If \(a_i\) is a division, and \(a'_j\) is a division such that for every \(i\) there is a \(j\) such that \(a'_j=a_i\), then we say that \(a'_j\) is a subdivision of \(a_i\). If \(a'_j\) is a subdivision of \(a_i\), then we can prove that the step-sum of \(f\) on \(a'\) is less or equal to than the step-sum of \(f\) on \(a\). Since both are finite, in particular there are only a finite number of \(a'_j\) not in \(a_i\). Therefore, we can prove this by induction on the number of elements in \(a'\) which are not in \(a\). If there are \(0\), the divisions are the same. Assume it is true when there are \(n\) elements in \(a'\) which are not in \(a\), and assume that \(a'\) has \(n+1\) such elements. Let \(j_0\) be an element of \(a'\) not in \(a\). We define \(a''_i=a'_i\) if \(i<j_0\) and \(a''_i=a'_{i+1}\) otherwise. Then \(a''\) only has \(n\) items, and so the step sum on \(a''\) is less than that on \(a\). However, the step sum on \(a'\) and \(a''\) only differ in that in the latter, the term \(f^u[a'_{j_0-1},a'_{j_0+1}](a'_{j_0+1}-a'_{j_0-1})\) appears while in the former, \(f^u[a'_{j_0-1},a'_{j_0}](a'_{j_0}-a'_{j_0-1})+f^u[a'_{j_0},a'_{j_0+1}](a'_{j_0+1}-a'_{j_0})\). But since \(f^u[a'_{j_0-1},a'_{j_0+1}]\geq f^u[a'_{j_0-1},a'_{j_0}],f^u[a'_{j_0},a'_{j_0+1}]\), the former is less or equal to the latter, and so the step-sum on \(a'\) is less or equal to the step-sum on \(a''\), as required.

If \(a_i\) is a division and \(a'_i\) is a different division, we can define a common subdivision of both, by induction: \(a''_0=a\), and if we have \(a''_i\), we define \(a''_{i+1}\) as the least of \(a'\) and \(a\) that is greater than \(a''_i\).

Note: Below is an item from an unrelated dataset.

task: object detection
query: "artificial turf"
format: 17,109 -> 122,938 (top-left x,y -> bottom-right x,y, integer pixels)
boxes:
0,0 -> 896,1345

We can define the lower step-sum analogously by taking the infimum of \(f\) on the intervals. The analogous results hold, with inequality signs reversed.

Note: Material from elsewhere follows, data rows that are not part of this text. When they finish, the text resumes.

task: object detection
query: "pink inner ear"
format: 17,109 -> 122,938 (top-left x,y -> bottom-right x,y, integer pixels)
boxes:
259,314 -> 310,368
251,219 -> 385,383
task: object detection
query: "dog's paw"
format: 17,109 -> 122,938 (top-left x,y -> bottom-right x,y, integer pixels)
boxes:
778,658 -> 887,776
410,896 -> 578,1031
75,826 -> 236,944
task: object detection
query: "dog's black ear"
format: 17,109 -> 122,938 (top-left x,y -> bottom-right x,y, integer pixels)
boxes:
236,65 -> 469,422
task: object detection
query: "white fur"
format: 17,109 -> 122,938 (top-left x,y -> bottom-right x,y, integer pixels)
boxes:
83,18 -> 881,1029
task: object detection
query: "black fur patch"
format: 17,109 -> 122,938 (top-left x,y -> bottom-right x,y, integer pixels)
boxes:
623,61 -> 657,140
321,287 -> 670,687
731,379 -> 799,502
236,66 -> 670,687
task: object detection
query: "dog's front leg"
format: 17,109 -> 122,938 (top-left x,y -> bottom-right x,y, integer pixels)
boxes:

We define the integral of \(f\) from \(a\) to \(b\) to be the least upper step-sum of \(f\) and the highest lower step-sum of \(f\). If they are different, \(f\) does not have an integral (or, more properly, a Riemann integral).

Any continuous function has an integral, as the difference between the upper step-sum and the lower step sum of a division is no more than \(\epsilon\) is any two elements in the division are no more than \(\delta\) apart, and \(\delta\) corresponds to \(\epsilon\) for uniform continuouity, and there are always such divisions – since if \(1/n<\delta/(b-a)\), then a_i=a+(b-a)i/n is such a division.

Assume that \(f\) is bounded. We define \(f^+=(|f|+f)/2\), \(f^-=(|f|-f)/2\). If \(f\) is bounded, so are \(f^+\) and \(f^-\), which are both non-negative. \(f=f^+-f^-\). We define the integral of \(f\) as the integral of \(f^+\) minus the integral of \(f^-\). We will note that if \(f\) is continuous, then so is \(|f|\) and then so are \(f^+\) and \(f^-\), and therefore any continuous function, not necessarily non-negative, still has an integral.

It is trivial to prove that \(\int_a^b f=\int_a^c f + \int_c^b f\) – for any division, have a subdivision that includes \(c\).

It is also trivial to prove that if \(m<f<M\) then \(m(b-a)\leq \int_a^b f\leq M(b-a)\).

Assume \(f\) is continuous. \(\int_a^{x+h} f-\int_a^x = \int_x^{x+h} f\). If \(\delta\) is such that \(0<h<\delta\) such that \(|f(x+h)-f(x)|<\epsilon\), then for such \(h\), \(0\leq f\leq h\) implies \(f(x)-\epsilon<f(x+f)<f(x)+\epsilon\), and so \(f(x)-\epsilon<(\int_x^{x+h} f)/h<f(x)+\epsilon\). Analogous proof shows the same for \(h<0\), and so the derivative of \(\int_a^x f\) is \(f(x)\) when \(f\) is continuous.

Now assume that \(f\) is a function, and \(f'\) is continuous. Then the derivative of the integral of \(f'\) and the derivative of \(f\) are the same. Therefore, the derivative of their difference is always \(0\). As a consequence of Roll’s theorem, if the derivative is identically \(0\), the difference is constant. So, the integral of the derivative of a function differs from the function by a constant. This is the fundamental theorem of calculus.